Been noticing some things that appear to be mistakes in the auto-populate macros... I assumed you would catch them over time after you started auto-populating, but they're still fairly common.
Recent examples -
10/06 Review of Silver
The text states "A positive long-term leverage oscillator defines an up impulse and bear phase (chart 2)." But chart 2 shows a down impulse near -50% and fill color is green for bull phase.
10/13 COT Matrix
shows BULL XO for Gold leverage with ITCO -41% and LTCO -18%. The prior week matrix shows gold leverage at ITCO -36% LTCO -45%. There was no XO this week. The last XO was on 9/22 matrix.
Again, I'm guessing these are form fields that are auto-populated. It appears the macros need to be checked for accuracy.
Thanks, and keep up the good work!
Correct and very astute.
Everything is being reprogrammed. Data from the old COT tables will not match.
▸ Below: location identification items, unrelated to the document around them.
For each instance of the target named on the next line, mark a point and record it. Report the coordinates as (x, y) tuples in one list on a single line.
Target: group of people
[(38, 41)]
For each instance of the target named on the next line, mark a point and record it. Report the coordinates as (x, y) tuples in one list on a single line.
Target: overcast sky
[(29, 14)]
I am considering removing ITCO (intermediate trends ) from price and leverage in the COT Matrix. While some readers may be correctly using ITCOs and the older, faster LTCO for shorter-term risk management and trading, their frequent signals are likely confusing them. Confusion often leads to inaction for the average investor. This is bad.
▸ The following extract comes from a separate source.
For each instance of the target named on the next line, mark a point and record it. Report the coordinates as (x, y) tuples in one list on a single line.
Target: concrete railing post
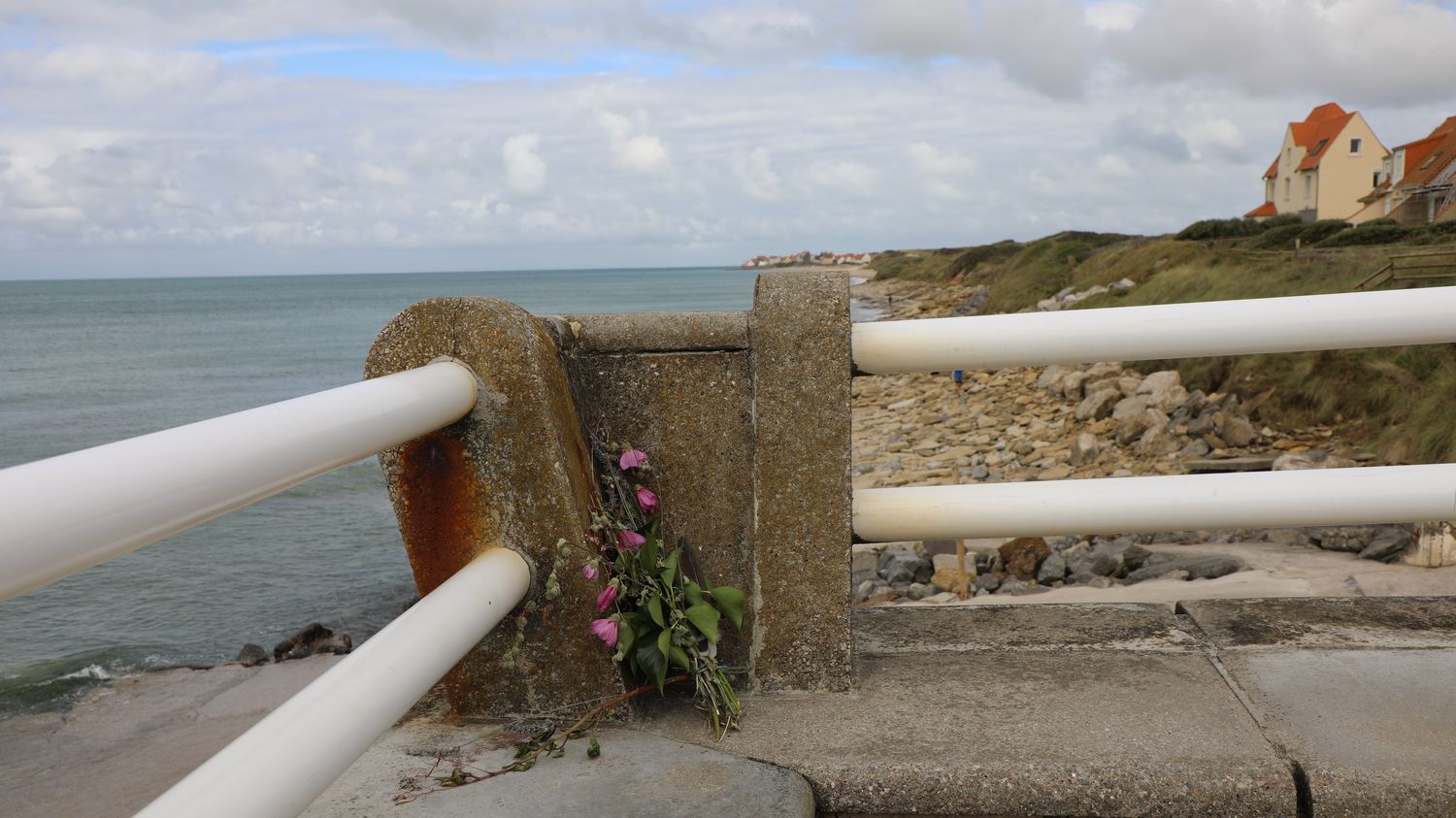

I have slowed down price and leverage trends (why numbers don't match) to reduce the number of bullish and bearish crossovers. In other words, less frequent crossovers, should not be ignored. Either tighten risk management or follow the trend.
DI and CAP lead leverage trends. For example, Nasdaq 100's bullish setup, likely foreshadows bullish crossovers in leverage and price. Leverage often leads price, so a bullish crossover in leverage is expected first. The simultaneous agreement of price and leverage trends define highly organized impulses. The US Dollar Index defines a highly organized impulse.
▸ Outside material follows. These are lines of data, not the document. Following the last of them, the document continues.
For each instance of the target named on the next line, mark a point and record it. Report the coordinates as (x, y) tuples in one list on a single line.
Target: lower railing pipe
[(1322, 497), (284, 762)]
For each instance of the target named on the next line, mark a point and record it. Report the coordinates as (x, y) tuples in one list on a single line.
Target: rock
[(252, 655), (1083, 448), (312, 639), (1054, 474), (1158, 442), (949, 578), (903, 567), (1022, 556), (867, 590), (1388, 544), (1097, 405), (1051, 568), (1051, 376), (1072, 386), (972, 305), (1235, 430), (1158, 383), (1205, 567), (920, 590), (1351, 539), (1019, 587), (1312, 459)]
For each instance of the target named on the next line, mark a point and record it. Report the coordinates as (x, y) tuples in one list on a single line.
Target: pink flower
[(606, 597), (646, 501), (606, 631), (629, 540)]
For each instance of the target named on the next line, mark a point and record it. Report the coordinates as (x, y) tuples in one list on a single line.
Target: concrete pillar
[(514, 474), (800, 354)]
Today's SP 500 Review, the latest attempt to reduce information and shorten the format (less charts), should be a cleaner.
The computer does autofill, but frankly, it's not 'smart' enough to interpret the message of the market consistently. It does pretty good, but, if left unchecked, it generates plenty of confusing interpretations. The computer cannot handle cycle of accumulation and distribution interpretations at all. That's where I must step in.